「前向き脳」の作り方 はじめに
私は、本書を通して初めて世間にカミングアウトすることがあります。
それは、中学から高校にかけて「引きこもり」だったということです。
「あの吉田たかよしが、よりによって引きこもり?信じられない!」
打ち明けると、ほとんどの方が驚かれます。
それも無理のないことでしょう。
NHKアナウンサー、医師、それに加藤紘一元自民党幹事長の公設第一秘書…。
私は、思いっきり前向きな発想で、これまでさまざまな職業にチャレンジしてきました。現在も、本郷赤門前クリニックの院長や東京理科大学の客員教授の傍ら、テレビやラジオにも積極的に出演しています。
世間から見れば、私は引きこもりの対極にあるような人物像なのでしょう。
そんな私も、「引きこもり」が最もひどかった時期には、自宅の部屋から一歩も外へ出られなかったのです。
昼夜が逆転…。
毎日、ベッドでゴロゴロしているだけ…。
もちろん、学校の成績も落第寸前でした。
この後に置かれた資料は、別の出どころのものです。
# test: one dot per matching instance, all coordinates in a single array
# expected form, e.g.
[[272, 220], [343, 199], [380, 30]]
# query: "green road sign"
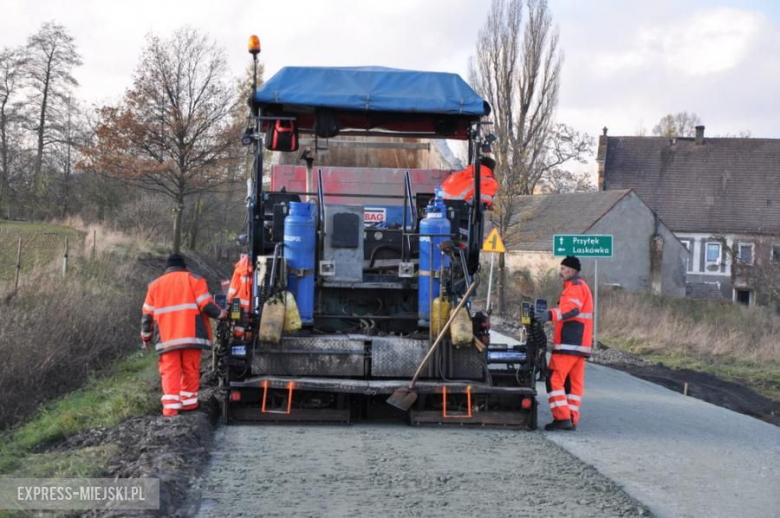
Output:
[[582, 246]]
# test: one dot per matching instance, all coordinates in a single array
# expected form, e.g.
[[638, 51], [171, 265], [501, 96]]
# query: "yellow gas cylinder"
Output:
[[461, 329], [292, 318], [272, 321], [440, 314]]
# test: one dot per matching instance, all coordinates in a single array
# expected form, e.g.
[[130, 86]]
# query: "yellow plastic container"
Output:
[[461, 329], [440, 314], [292, 318], [272, 321]]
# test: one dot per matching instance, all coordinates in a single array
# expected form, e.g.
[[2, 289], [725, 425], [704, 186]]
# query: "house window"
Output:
[[745, 253], [688, 260], [742, 296], [713, 252]]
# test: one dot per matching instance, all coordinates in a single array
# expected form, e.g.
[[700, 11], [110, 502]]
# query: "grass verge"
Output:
[[733, 342], [763, 377], [127, 390]]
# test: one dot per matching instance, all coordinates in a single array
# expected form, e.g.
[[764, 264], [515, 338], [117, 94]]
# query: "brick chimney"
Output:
[[601, 159], [699, 135]]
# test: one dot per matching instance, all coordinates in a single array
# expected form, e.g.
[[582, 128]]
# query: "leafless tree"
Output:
[[12, 65], [517, 69], [173, 134], [682, 124], [52, 57]]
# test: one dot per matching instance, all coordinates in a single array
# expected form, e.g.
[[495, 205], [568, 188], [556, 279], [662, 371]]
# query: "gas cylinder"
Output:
[[461, 330], [434, 223], [299, 247]]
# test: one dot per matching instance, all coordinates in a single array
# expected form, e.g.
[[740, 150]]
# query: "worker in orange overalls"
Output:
[[460, 185], [572, 344], [241, 288], [179, 303]]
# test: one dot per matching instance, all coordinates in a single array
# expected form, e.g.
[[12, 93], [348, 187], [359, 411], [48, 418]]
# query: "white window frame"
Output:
[[751, 295], [752, 253], [707, 260]]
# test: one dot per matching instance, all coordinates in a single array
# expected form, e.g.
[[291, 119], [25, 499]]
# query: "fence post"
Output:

暗いトンネルから抜け出すことができず、私は絶望の未来しか描けなかったのです。
ところが、高校2年の夏、ある経験をきっかけに、私は前向きな性格へと劇的に変身を遂げました。
このときの心境は、地中をはいずり回っていたセミの幼虫が、脱皮して成虫になり、大空へと羽ばたいているかのようでした。
「前向きな気持ちって、こんなに素敵なのだ・・・」
私は心の底から、「前向き脳」の心地よさをかみしめていたのです。
これをきっかけに、私は、それまでの後ろ向きの性格がウソのように、興味を持ったことに積極的に挑戦できるようになりました。
こうした経験を踏まえ、私は、クリニックの中に「前向き脳」になるためのカウンセリングのコースを設けることにしました。
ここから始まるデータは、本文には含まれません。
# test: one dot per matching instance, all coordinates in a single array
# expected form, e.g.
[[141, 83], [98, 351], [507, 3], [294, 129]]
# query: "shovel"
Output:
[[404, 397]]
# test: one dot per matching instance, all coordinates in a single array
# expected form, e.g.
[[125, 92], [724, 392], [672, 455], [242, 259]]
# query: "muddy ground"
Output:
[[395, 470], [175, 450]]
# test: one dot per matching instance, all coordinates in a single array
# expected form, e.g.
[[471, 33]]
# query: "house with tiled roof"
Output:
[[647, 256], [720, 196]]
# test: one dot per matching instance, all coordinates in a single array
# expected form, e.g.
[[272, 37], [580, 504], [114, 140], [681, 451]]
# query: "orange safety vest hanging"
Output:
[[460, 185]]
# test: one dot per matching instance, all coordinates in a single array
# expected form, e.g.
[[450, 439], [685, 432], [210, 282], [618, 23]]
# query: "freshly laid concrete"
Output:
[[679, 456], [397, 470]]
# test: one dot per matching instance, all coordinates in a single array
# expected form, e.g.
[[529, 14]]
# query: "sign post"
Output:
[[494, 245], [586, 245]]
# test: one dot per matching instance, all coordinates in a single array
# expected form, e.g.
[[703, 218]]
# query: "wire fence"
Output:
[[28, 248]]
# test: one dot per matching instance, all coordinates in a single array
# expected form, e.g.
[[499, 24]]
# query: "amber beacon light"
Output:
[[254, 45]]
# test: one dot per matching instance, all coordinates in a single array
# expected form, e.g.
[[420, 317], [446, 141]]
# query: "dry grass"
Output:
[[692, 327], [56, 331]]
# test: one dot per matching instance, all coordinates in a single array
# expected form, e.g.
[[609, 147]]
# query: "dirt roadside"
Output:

折しも、臨床医学や脳科学の分野では、心を前向きにするのに役立つ研究論文が続々と発表されています。
このような最新の科学的成果を取り入れ、受験や仕事で成功を勝ち取るためのプログラムを完成させたのです。
しかし、カウンセリングは時間がかかるため、直接、私が問診できる人数には限りがあります。
もっと多くの方に「前向き脳」を手に入れていただきたい…。そんな思いから、本書の執筆を決意しました。
本書を手にした今この瞬間から、あなたの人生は大きく変ろうとしています。
さあ、ほんの少し勇気を出して、本書とともに前向きな人に変身する第一歩を踏み出してください。